Aid agencies and overstretched Kurdish authorities have repeatedly called on foreign governments to repatriate their nationals, warning further delay will cause greater suffering and loss of life and might allow radicalized inmates to escape and launch a new insurgency.
Read the full Arab News Research & Studies report here
However, foreign governments have been reluctant to take back their nationals, fearing the move would prove politically unpopular at home and pose a security threat should courts lack sufficient evidence to prosecute suspected militants.
“I have had discussions with various politicians on this topic. Their reluctance to repatriate individuals just comes down to a political calculation,” said Ibrahim. “Because if any of these individuals come back and even one of them is involved in some sort of terrorist activity, some sort of attack, a knife attack on the streets of London or Manchester or elsewhere, the first question that will be asked is, Why did you allow these people to come back?”
Several French nationals have been handed over to Iraq’s criminal justice system rather than face domestic courts, but human rights groups want to see far greater international oversight to prevent abuses.
Some governments have brought home women and children on a case-by-case basis — each time grappling with the moral implications of separating children from their mothers.

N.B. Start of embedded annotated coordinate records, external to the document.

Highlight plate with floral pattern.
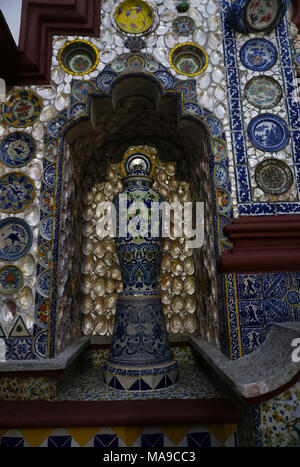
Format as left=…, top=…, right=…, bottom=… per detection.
left=0, top=131, right=36, bottom=168
left=245, top=75, right=282, bottom=109
left=0, top=172, right=35, bottom=214
left=2, top=90, right=43, bottom=128
left=0, top=217, right=33, bottom=261
left=0, top=264, right=23, bottom=295
left=240, top=38, right=277, bottom=71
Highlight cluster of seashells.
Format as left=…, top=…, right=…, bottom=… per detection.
left=80, top=159, right=197, bottom=335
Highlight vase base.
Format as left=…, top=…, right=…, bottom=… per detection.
left=104, top=360, right=178, bottom=391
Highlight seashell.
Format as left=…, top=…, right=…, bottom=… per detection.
left=165, top=162, right=176, bottom=177
left=183, top=256, right=195, bottom=276
left=82, top=314, right=94, bottom=336
left=105, top=279, right=116, bottom=293
left=110, top=266, right=122, bottom=281
left=27, top=161, right=43, bottom=180
left=172, top=295, right=184, bottom=313
left=19, top=255, right=35, bottom=277
left=184, top=295, right=197, bottom=314
left=94, top=297, right=105, bottom=315
left=170, top=240, right=181, bottom=258
left=81, top=295, right=93, bottom=315
left=94, top=241, right=105, bottom=259
left=82, top=191, right=94, bottom=205
left=183, top=276, right=195, bottom=295
left=161, top=253, right=172, bottom=271
left=95, top=261, right=107, bottom=276
left=171, top=259, right=183, bottom=276
left=80, top=276, right=93, bottom=294
left=105, top=293, right=118, bottom=310
left=172, top=277, right=183, bottom=295
left=82, top=222, right=94, bottom=238
left=93, top=277, right=105, bottom=297
left=161, top=292, right=172, bottom=305
left=169, top=315, right=182, bottom=334
left=25, top=204, right=40, bottom=227
left=182, top=315, right=198, bottom=334
left=108, top=315, right=115, bottom=334
left=18, top=286, right=34, bottom=310
left=94, top=316, right=108, bottom=336
left=82, top=205, right=94, bottom=221
left=82, top=240, right=94, bottom=256
left=81, top=257, right=94, bottom=274
left=160, top=273, right=171, bottom=290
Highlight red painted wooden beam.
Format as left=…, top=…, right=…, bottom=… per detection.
left=217, top=215, right=300, bottom=273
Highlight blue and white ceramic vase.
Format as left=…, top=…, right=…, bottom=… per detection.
left=227, top=0, right=287, bottom=34
left=104, top=147, right=178, bottom=391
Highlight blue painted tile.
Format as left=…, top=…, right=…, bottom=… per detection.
left=238, top=300, right=265, bottom=326
left=265, top=298, right=291, bottom=324
left=241, top=326, right=266, bottom=354
left=141, top=433, right=164, bottom=448
left=237, top=274, right=261, bottom=299
left=94, top=434, right=119, bottom=448
left=262, top=272, right=287, bottom=298
left=48, top=436, right=72, bottom=448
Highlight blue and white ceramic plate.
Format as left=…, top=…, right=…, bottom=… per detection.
left=183, top=102, right=203, bottom=117
left=240, top=38, right=277, bottom=71
left=96, top=72, right=117, bottom=91
left=40, top=214, right=53, bottom=240
left=48, top=116, right=68, bottom=138
left=0, top=217, right=32, bottom=261
left=43, top=164, right=56, bottom=187
left=155, top=71, right=174, bottom=89
left=0, top=131, right=36, bottom=168
left=205, top=116, right=222, bottom=138
left=36, top=269, right=51, bottom=298
left=0, top=264, right=23, bottom=295
left=0, top=172, right=35, bottom=214
left=248, top=114, right=290, bottom=152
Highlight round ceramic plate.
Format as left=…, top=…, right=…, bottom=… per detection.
left=2, top=90, right=43, bottom=128
left=44, top=139, right=57, bottom=162
left=245, top=75, right=282, bottom=109
left=0, top=264, right=23, bottom=295
left=255, top=159, right=293, bottom=195
left=248, top=114, right=289, bottom=152
left=43, top=164, right=56, bottom=187
left=41, top=188, right=54, bottom=214
left=36, top=269, right=51, bottom=298
left=240, top=38, right=277, bottom=71
left=34, top=298, right=50, bottom=329
left=72, top=80, right=98, bottom=104
left=58, top=39, right=99, bottom=75
left=0, top=131, right=36, bottom=168
left=169, top=42, right=208, bottom=76
left=115, top=0, right=154, bottom=34
left=0, top=217, right=32, bottom=261
left=245, top=0, right=282, bottom=32
left=172, top=16, right=195, bottom=36
left=0, top=172, right=35, bottom=214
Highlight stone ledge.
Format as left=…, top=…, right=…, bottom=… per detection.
left=0, top=337, right=90, bottom=374
left=190, top=322, right=300, bottom=402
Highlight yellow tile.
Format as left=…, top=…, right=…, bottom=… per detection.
left=160, top=425, right=192, bottom=445
left=19, top=428, right=53, bottom=448
left=205, top=423, right=236, bottom=444
left=66, top=426, right=100, bottom=447
left=112, top=426, right=144, bottom=446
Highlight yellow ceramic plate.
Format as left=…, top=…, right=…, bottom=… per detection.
left=115, top=0, right=154, bottom=34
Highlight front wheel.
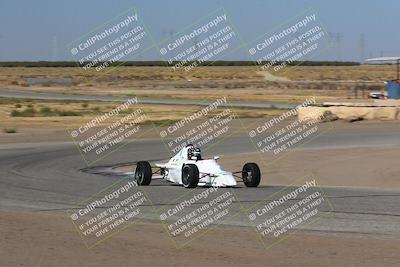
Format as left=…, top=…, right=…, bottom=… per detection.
left=182, top=164, right=199, bottom=188
left=242, top=163, right=261, bottom=187
left=135, top=161, right=153, bottom=185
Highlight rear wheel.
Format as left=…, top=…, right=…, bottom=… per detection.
left=182, top=164, right=199, bottom=188
left=242, top=163, right=261, bottom=187
left=135, top=161, right=153, bottom=185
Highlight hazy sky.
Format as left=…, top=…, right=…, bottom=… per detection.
left=0, top=0, right=400, bottom=61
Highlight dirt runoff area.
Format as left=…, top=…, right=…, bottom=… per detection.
left=0, top=211, right=400, bottom=266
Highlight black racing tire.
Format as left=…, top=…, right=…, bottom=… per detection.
left=135, top=161, right=153, bottom=185
left=182, top=164, right=199, bottom=188
left=242, top=163, right=261, bottom=187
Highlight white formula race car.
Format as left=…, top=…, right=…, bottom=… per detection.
left=134, top=145, right=261, bottom=188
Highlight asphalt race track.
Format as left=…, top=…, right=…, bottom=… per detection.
left=0, top=124, right=400, bottom=238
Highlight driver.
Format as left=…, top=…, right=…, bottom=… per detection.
left=187, top=145, right=201, bottom=160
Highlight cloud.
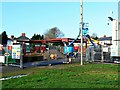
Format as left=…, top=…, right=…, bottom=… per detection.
left=1, top=0, right=119, bottom=2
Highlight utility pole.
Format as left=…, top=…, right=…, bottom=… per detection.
left=80, top=0, right=83, bottom=65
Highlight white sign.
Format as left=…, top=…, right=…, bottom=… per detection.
left=0, top=56, right=5, bottom=63
left=12, top=45, right=20, bottom=59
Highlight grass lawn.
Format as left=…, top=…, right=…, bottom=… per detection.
left=2, top=63, right=119, bottom=88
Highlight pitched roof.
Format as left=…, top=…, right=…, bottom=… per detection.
left=17, top=36, right=30, bottom=41
left=98, top=36, right=112, bottom=41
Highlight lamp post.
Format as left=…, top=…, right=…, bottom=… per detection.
left=80, top=0, right=83, bottom=65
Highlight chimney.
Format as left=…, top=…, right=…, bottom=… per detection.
left=104, top=35, right=106, bottom=38
left=22, top=33, right=25, bottom=37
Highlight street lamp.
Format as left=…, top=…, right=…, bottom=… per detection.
left=80, top=0, right=83, bottom=65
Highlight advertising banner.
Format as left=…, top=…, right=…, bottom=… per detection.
left=12, top=45, right=20, bottom=59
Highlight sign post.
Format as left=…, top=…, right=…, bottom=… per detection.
left=20, top=43, right=23, bottom=69
left=80, top=0, right=83, bottom=65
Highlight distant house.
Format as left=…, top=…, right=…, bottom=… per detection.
left=98, top=36, right=112, bottom=45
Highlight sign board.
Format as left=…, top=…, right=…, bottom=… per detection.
left=0, top=56, right=5, bottom=63
left=12, top=45, right=20, bottom=59
left=0, top=45, right=3, bottom=50
left=8, top=46, right=12, bottom=50
left=103, top=47, right=108, bottom=52
left=26, top=45, right=30, bottom=52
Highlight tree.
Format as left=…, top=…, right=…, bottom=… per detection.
left=45, top=27, right=64, bottom=39
left=0, top=31, right=8, bottom=45
left=30, top=34, right=44, bottom=50
left=91, top=33, right=98, bottom=40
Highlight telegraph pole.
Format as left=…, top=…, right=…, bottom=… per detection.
left=80, top=0, right=83, bottom=65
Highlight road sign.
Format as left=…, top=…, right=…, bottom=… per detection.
left=12, top=45, right=20, bottom=59
left=4, top=53, right=10, bottom=56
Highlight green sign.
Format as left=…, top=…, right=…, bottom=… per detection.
left=26, top=45, right=30, bottom=52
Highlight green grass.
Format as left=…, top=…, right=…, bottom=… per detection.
left=2, top=64, right=119, bottom=88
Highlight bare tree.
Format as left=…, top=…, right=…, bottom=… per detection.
left=45, top=27, right=64, bottom=39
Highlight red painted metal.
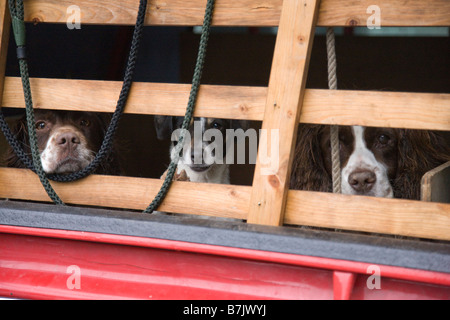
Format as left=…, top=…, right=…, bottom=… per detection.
left=0, top=226, right=450, bottom=300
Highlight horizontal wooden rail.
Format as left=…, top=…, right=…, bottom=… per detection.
left=25, top=0, right=450, bottom=27
left=0, top=168, right=450, bottom=240
left=2, top=77, right=450, bottom=130
left=0, top=168, right=251, bottom=219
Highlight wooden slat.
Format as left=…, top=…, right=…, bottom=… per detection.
left=420, top=161, right=450, bottom=203
left=2, top=77, right=450, bottom=130
left=0, top=168, right=250, bottom=219
left=0, top=1, right=11, bottom=104
left=285, top=190, right=450, bottom=240
left=3, top=77, right=267, bottom=120
left=247, top=0, right=319, bottom=226
left=300, top=90, right=450, bottom=130
left=0, top=168, right=450, bottom=240
left=25, top=0, right=450, bottom=27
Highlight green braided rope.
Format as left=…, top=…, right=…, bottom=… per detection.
left=143, top=0, right=215, bottom=213
left=9, top=0, right=64, bottom=205
left=19, top=60, right=64, bottom=205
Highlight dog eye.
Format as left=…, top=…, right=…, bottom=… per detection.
left=36, top=121, right=46, bottom=130
left=80, top=119, right=91, bottom=127
left=378, top=134, right=391, bottom=144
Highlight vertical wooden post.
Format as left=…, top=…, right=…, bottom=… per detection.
left=0, top=0, right=11, bottom=105
left=247, top=0, right=320, bottom=226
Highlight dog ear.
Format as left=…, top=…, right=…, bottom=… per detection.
left=394, top=129, right=450, bottom=200
left=290, top=124, right=332, bottom=192
left=2, top=116, right=31, bottom=168
left=155, top=116, right=173, bottom=140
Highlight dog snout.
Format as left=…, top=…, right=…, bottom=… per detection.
left=348, top=170, right=377, bottom=194
left=56, top=131, right=81, bottom=148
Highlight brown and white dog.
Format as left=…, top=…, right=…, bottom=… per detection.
left=155, top=116, right=248, bottom=184
left=6, top=110, right=120, bottom=174
left=290, top=124, right=450, bottom=199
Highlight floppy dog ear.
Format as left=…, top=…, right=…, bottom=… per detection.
left=290, top=124, right=332, bottom=192
left=155, top=116, right=173, bottom=140
left=394, top=129, right=450, bottom=200
left=4, top=116, right=30, bottom=168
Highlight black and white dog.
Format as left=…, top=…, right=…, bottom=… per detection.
left=155, top=116, right=248, bottom=184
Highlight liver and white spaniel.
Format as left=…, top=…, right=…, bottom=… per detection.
left=6, top=110, right=120, bottom=174
left=290, top=124, right=450, bottom=199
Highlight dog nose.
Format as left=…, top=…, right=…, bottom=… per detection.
left=348, top=170, right=377, bottom=193
left=57, top=132, right=80, bottom=146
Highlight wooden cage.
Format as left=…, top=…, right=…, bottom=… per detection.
left=0, top=0, right=450, bottom=240
left=0, top=0, right=450, bottom=302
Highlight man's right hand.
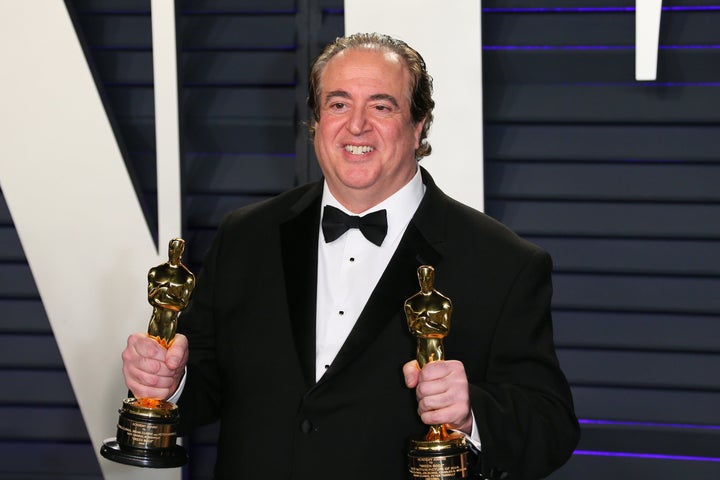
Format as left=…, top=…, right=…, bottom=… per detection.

“We don’t believe the repatriation policy should be limited solely to unaccompanied or orphaned children or to a cumbersome case-by-case approach that has been taken on by a number of states,” said Minogue. “It has been demonstrated repatriation is feasible. We think all of these children, including those with their mothers, are innocent victims of this conflict and should be repatriated to their home countries with urgency.
“Any decisions about what happens between mother and child, should happen back in their country of origin, in capitals where there are the services and where there are the professionals who are able to make those determinations.”
When Abu Bakr Al-Baghdadi announced his self-styled caliphate on June 29, 2014, thousands of men and women from across the world heeded his call to build an “Islamic State” straddling the group’s newly conquered territories in Iraq and Syria.
Young men traveled thousands of miles to fight in the group’s ranks, while women and teenage girls, some with children in tow, came in search of the lifestyle promised to them by the group’s slick online propagandists. Instead, many found a world of barbarity and genocide, wrapped up in a warped interpretation of Islam.
Read the full Arab News Research & Studies report here
After the “caliphate” fell, the children born to these foreign recruits found themselves trapped in a kind of legal limbo — effectively citizens of nowhere.
Since the group’s territorial defeat in early 2019, there has been mounting concern about a potential resurgence among youngsters hardened by life in the camps.
The recent spate of murders in Al-Hawl shows “how unsustainable the situation is when you have many thousands of children essentially living out their childhoods in this dangerous, volatile situation,” said Minogue.
“It’s never in the interests of a five-year-old child to languish in a camp with no services, among armed groups in a conflict zone. The idea that they know nothing else is very sad.”
Experts agree that the only way to defuse the potential threat in the long run is through rehabilitation and deradicalization, including psychological, psychiatric and spiritual support, to reintegrate these children into mainstream society.
Ibrahim wants to see young people removed from the camp environment immediately and moved to juvenile rehabilitation centers, where they can begin pro-socialization initiatives, with expertise from foreign governments and aid agencies.
However, the political will needed to resolve the issue has long been lacking, leaving the camps woefully underequipped, aid agencies underfunded and the chances of salvaging these childhoods even slimmer.